Not everyone will find her strategies a good fit, but following through on any action-oriented strategy that works for you is the basis of her approach. And she’s not alone in emphasizing action over purely cognitive strategies.
Michael Yapko puts it a little differently in Breaking the Patterns of Depression. You can have all the motivation in the world, but motivation doesn’t mean much if you don’t learn new skills to deal with the specific symptoms of your depression.
As he puts it, all effective therapy is about learning and actively using new skills rather than defining problems. The orientation is toward a future vision of the life you want, not the painful past you already know. It’s about practical solutions and breaking self-destructive patterns of living right now, not about unearthing unconscious motives.
Like Julie Fast, he emphasizes the critical importance of action because depression is all about inaction, about not doing, avoiding. If you force yourself, you will start to feel better simply by activating your body and mind.
Avoidance of the experiences and situations that are most troubling is a major cause of depression, according to Steven Hayes, originator of Acceptance and Commitment Therapy, or ACT. This is another approach that points you away from analyzing problems and toward direct action to change the way you live. The workbook for this method is appropriately titled Get Out of Your Mind and Into Your Life.
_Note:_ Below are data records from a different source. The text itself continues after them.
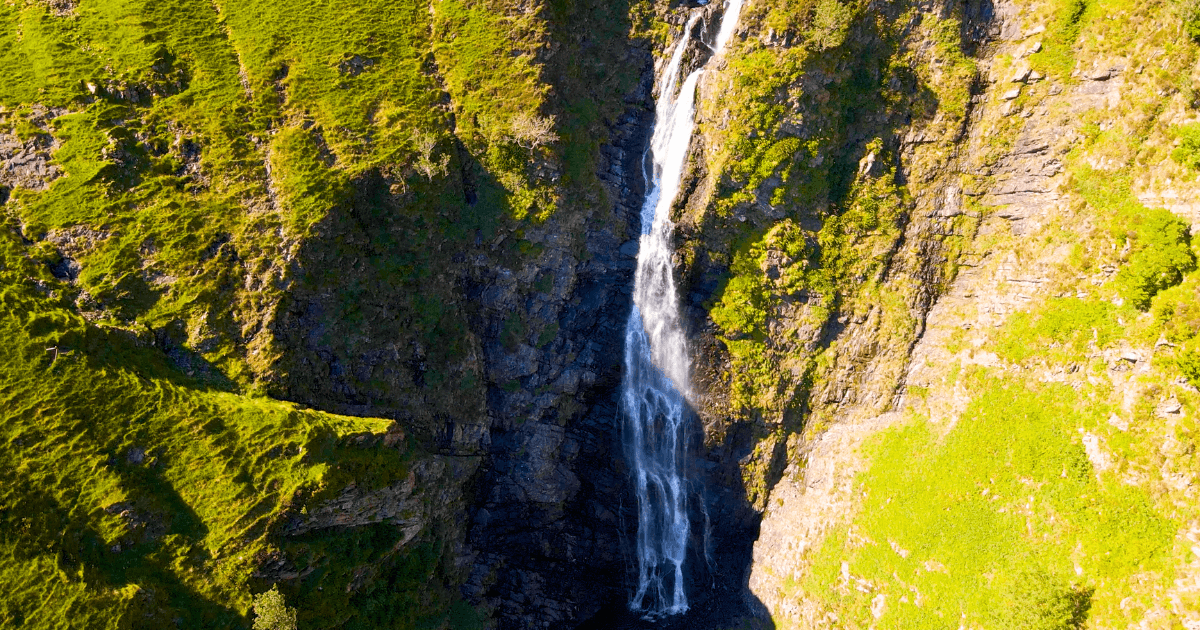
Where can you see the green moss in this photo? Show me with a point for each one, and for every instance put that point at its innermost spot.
(1063, 329)
(999, 521)
(1188, 151)
(1057, 55)
(1157, 244)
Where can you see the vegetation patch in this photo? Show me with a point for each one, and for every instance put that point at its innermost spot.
(1000, 521)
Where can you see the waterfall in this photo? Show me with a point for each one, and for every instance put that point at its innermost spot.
(655, 383)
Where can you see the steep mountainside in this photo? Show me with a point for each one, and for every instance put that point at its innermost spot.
(330, 298)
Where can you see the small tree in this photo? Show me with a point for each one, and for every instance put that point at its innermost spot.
(532, 131)
(426, 147)
(271, 612)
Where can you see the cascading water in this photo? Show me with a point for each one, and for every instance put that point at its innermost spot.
(655, 383)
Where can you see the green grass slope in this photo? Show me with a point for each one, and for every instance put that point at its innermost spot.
(216, 162)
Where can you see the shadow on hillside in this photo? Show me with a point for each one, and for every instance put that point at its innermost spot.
(37, 526)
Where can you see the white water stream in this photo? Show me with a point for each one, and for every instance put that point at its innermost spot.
(655, 383)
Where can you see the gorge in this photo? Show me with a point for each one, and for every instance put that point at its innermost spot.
(592, 313)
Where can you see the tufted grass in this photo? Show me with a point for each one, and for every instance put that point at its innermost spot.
(999, 522)
(215, 468)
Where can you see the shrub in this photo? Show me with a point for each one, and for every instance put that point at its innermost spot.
(271, 612)
(1189, 364)
(1038, 600)
(1189, 13)
(1188, 151)
(831, 24)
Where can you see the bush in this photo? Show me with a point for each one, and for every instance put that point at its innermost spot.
(831, 24)
(1189, 364)
(1039, 600)
(1188, 151)
(271, 612)
(1189, 12)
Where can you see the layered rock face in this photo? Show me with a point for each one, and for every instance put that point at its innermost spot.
(907, 233)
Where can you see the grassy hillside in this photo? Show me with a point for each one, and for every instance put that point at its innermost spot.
(205, 178)
(1039, 469)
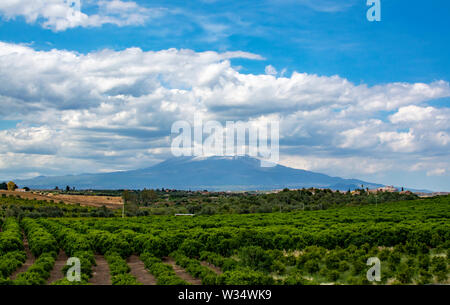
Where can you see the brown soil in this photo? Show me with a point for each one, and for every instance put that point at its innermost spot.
(139, 272)
(100, 275)
(94, 201)
(56, 273)
(216, 269)
(180, 272)
(30, 259)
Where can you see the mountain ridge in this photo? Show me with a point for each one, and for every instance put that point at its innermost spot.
(193, 173)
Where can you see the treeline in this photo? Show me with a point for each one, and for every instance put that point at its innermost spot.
(411, 239)
(146, 202)
(22, 208)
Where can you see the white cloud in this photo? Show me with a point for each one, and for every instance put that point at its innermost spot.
(60, 15)
(436, 172)
(270, 70)
(114, 109)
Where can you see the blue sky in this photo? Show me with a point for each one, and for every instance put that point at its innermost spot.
(322, 38)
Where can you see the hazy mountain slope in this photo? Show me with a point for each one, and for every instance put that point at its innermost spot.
(213, 173)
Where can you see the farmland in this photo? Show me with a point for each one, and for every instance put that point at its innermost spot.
(411, 239)
(83, 200)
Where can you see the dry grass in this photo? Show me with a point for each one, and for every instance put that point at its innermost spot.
(95, 201)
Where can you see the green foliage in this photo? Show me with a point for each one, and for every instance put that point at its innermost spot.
(196, 269)
(119, 270)
(246, 276)
(164, 274)
(39, 272)
(39, 240)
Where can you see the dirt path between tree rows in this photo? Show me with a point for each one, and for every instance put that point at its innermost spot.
(100, 275)
(56, 273)
(216, 269)
(139, 272)
(30, 259)
(181, 272)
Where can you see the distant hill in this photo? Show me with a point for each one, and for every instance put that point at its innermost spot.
(194, 173)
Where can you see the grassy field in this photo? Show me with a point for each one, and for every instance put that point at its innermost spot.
(112, 202)
(410, 238)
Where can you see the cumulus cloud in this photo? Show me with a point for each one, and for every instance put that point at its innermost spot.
(114, 110)
(60, 15)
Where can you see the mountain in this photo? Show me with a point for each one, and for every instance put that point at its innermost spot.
(194, 173)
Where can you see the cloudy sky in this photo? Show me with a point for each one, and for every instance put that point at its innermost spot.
(97, 89)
My tendency has been to avoid the situations that seem impossible to handle when I’m depressed, especially those that require talking to a group of people or going into an unfamiliar situation. But the ACT approach says that avoiding never helps you to feel better but only to dwell on feeling bad about yourself. The idea is to accept what you want to avoid and start to practice ways of adapting and returning to that aspect of living.
As Fast and Yapko do, Hayes identifies specific methods to get started with small steps, gradually building the skills to get past each activity you feel is impossible. Pick one thing you want to avoid, prepare for taking it on, then start by trying to do it for just five minutes, let’s say, gradually lengthening the time you spend.
To make this work, Hayes emphasizes the importance of spending time getting clear about what you value and what you need to do to live those values for the kind of life you want. Then the skill building and action take on new meaning as a way of confronting what you struggle with so you can reclaim your life.
I suppose all these approaches come back to motivation, and that comes from envisioning yourself as restored to a fulfilling life once again. If you can be clear about that, the hope is that you’ll keep that vision alive. It’s the purpose behind fighting so hard to face what you’ve believed you can’t handle.
That’s hard to do. I can’t count the times I’ve backed out of dealing with those situations, but I have to agree this strategy hasn’t helped for long. And waiting for the strength and motivation to take it on has proved useless over and over again.
What’s your experience? Has this idea of forcing yourself into action awakened a new energy – of has it simply been impossible?